Auto Industry

Taking profit

Warren Buffett starts selling shares in BYD


Will he dump all his BYD shares?

When Warren Buffett buys shares in a company, it is terrific news for the other shareholders. The broader market immediately takes note, bidding up the price for the stock.

The reverse can be true when the Sage of Omaha decides to sell his holdings. Other investors then take fright, figuring that they should be heading for the exit with Buffett.

That’s the dilemma facing some of the shareholders in BYD Auto this month, following confirmation that Berkshire Hathaway has begun to sell down its holdings in China’s leading electric vehicle maker.

Investors have been watching closely since the end of June, when 225 million shares in BYD appeared in the clearing and system at Hong Kong’s stock exchange – that’s because that was the exact same amount Berkshire first bought in the EV firm in 2008. Selling started almost immediately on fears that Buffett was preparing to exit. The shares dropped sharply again last week, when there was confirmation of the first actual sales, and the price has continued to decline on news of further divestments from Berkshire.

In total, BYD’s stock is now down about 30% on its peak in May.

Company executives have called for calm, with an unnamed insider telling the 21CN Business Herald last week that there was “no need to over-interpret” the share sales. It’s also the case that Berkshire has only trimmed its position – selling less than 10% of its 225 million shareholding. That hasn’t stopped the speculation about why Buffett wants to reduce his position at a time when BYD has emerged as China’s largest maker of electric cars with a share approaching 30% of the market.

Indeed, the company has just reported record profits of Rmb3.5 billion ($500 million) for the first half of the year, more than triple the levels of a year earlier, and there were further celebrations this week when it leapfrogged South Korea’s LG Energy in battery sales, trailing only local rival CATL in market share as demand for clean cars goes mainstream.

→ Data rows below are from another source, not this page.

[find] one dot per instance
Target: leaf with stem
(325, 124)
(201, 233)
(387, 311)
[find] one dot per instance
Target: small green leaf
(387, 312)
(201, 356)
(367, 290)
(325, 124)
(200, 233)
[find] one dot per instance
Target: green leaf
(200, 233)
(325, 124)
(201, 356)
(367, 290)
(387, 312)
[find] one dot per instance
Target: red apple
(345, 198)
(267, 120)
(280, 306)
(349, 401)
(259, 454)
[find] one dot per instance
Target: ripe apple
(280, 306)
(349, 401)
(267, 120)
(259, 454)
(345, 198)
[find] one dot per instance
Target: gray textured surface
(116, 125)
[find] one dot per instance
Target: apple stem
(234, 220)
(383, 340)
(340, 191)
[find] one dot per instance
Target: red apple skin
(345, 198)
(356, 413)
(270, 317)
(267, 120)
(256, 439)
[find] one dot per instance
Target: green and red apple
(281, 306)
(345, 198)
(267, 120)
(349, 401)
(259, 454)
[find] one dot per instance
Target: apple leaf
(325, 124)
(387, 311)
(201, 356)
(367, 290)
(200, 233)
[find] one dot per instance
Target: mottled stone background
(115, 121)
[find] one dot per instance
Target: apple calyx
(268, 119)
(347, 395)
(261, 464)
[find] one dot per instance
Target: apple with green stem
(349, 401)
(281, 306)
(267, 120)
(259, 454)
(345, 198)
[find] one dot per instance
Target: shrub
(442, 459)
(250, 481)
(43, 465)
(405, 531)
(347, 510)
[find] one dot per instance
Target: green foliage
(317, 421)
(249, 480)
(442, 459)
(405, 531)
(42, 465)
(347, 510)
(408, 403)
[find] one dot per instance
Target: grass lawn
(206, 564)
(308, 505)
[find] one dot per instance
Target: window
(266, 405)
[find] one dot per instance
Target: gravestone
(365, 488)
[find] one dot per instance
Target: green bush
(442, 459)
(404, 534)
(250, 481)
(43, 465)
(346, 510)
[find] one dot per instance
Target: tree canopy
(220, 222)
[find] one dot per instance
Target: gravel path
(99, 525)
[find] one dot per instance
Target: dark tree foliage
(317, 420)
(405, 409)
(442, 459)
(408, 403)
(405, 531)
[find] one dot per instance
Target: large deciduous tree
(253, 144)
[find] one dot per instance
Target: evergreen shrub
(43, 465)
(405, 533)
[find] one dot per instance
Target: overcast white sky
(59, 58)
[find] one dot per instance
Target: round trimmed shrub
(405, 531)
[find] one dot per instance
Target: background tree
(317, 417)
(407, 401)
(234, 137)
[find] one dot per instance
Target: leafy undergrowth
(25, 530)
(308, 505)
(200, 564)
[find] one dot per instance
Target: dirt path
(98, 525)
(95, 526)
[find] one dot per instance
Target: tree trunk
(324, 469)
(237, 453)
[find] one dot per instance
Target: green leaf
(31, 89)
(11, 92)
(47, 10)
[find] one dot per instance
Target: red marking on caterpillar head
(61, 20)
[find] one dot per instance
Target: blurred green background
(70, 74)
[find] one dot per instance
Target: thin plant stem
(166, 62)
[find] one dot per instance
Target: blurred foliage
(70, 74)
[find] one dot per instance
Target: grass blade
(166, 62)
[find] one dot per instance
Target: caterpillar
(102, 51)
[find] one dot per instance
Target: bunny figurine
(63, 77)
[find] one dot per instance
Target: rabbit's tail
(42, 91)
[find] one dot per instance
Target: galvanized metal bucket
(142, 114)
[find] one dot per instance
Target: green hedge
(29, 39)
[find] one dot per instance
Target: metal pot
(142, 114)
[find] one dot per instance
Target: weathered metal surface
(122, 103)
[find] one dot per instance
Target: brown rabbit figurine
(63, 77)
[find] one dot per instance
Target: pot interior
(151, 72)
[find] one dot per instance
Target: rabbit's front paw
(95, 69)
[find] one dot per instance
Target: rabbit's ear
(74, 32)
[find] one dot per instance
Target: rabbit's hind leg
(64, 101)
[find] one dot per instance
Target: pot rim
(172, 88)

The surge in BYD’s share price had been impressive, with its stock jumping 31% last year and a massive 423% in 2020. Berkshire’s long-term gains on the stock are even more fantastic. But of course, in this kind of context BYD may simply be a victim of its own success, with Berkshire deciding that it is time to reinvest its profits in more attractive opportunities.

“Berkshire has benefited greatly from what BYD’s done – they’ve made wonderful money,” Cole Smead at investment firm Smead Capital Management told Bloomberg of Buffett’s decision to trim his position. “He’s watched it grow and now based on the price the open market is giving right now, he’s saying: I’m willing to take money off the table to go elsewhere.”

There could be other reasons for caution, analysts claim. One concern is that the company hasn’t been able to absorb higher materials costs in price hikes for its vehicles, with gross profit margins in the automotive segment showing a meaningful decline. The fear is also that margins could shrink again as BYD broadens its sales push into markets outside China, where it is yet to make significant progress.

Another warning is that the costs of manufacturing BYD’s batteries are notably higher than those of its main rival CATL, even though some believe that BYD’s battery design is better positioned to meet longer-term demand.

A pullback in state subsidies for purchases of new energy vehicles in its home market could constrain profits in the nearer future as well – another concern when the company benefited from more than Rmb5 billion in subsidies last year.

Other commentators are convinced that BYD is superbly positioned as the rest of the market starts to transition to new energy vehicles. They praise the vertical integration across BYD’s business model, which has helped it to boost production at a time when competitors have been scrabbling for parts and supplies. And they have also nicknamed the company as the “Huawei of autos” for the way that its business covers consumer products, key components and emerging technologies. More riches await, they hope, even if Buffett isn’t around to share them.